By this time, Pell and the baker’s girl had become familiar enough to exchange histories, for surely it was the responsibility of itinerant buyers of bread to provide not only rabbits and pheasants in exchange, but stories as well. Pell’s story of leaving Nomansla
nd greatly pleased Eliza, who had seen her sister married off to a man in greater need of a servant, she said, than a wife. She had watched her sister grow ill with overwork, and finally die of a fever caught after the birth of her third daughter. At the funeral, the husband had turned the children over to Eliza and refused to have them back, saying he had no use for girls. The three children were all that remained of her sister’s short life, and for Eliza and her brother, surrogate parents to the unwanted babes, they served as lasting, hungry reminders of only one of the ways a marriage might end.
Eliza told this story with mournful satisfaction, and swore to Pell that she would never marry. Her vow inspired sympathy from Pell, who chose not to notice how well such a position suited the girl’s plain face and advanced years.
In exchange, Pell gradually revealed her reasons for leaving home, and much of what had happened since, and Eliza listened to what she called Pell’s “adventures” with the rapt attention of a woman who has never strayed more than a mile or two from her place of birth. When it came to the reality of Pell’s life in the woods, however, Eliza had no interest, and clung to her own version of the story.

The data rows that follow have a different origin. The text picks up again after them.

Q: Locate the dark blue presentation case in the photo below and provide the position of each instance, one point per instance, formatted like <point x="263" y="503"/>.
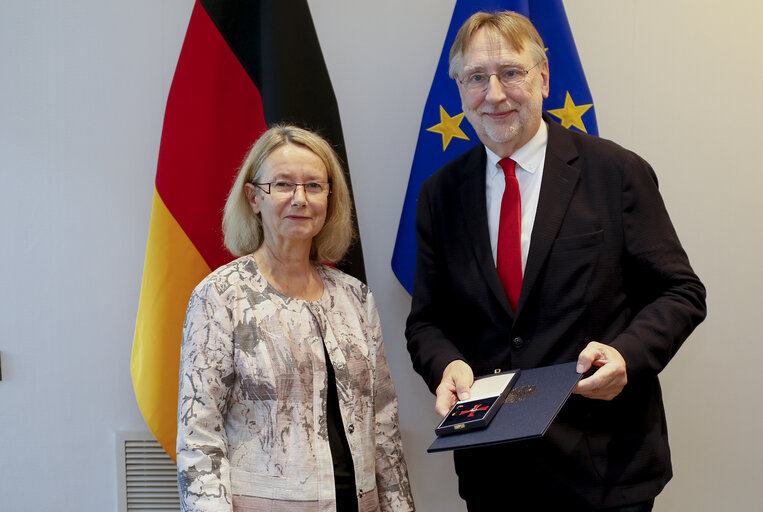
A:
<point x="528" y="410"/>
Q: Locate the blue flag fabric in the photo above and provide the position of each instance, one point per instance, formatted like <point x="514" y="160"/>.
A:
<point x="445" y="133"/>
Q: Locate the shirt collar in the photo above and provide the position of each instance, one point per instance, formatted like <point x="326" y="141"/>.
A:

There was, of course, no flirtation with Dogman to pass the hours the way Eliza insisted upon imagining it, and the freezing shed was not nearly so adorable and snug as she painted it. Pell’s days were spent covered in rabbit blood and gore, collecting wood and plucking birds, fetching heavy buckets of water from the well, and worrying about the months to come. The dairy money was nearly gone, and when winter rabbits became scarce she would have nothing left to barter. Her gray woolen dress had been patched so many times that the apron she wore could no longer be depended upon to conceal the holes. She saved her stockings by walking barefoot except on the very worst days, and meanwhile grudged the farthing’s worth of wool it took to mend them. It grew colder day by day, and how she would cope when the ground froze hard she had no idea.
She voiced these doubts to her friend, and Eliza’s eyes widened. “Can you knead bread and shape loaves?” she asked.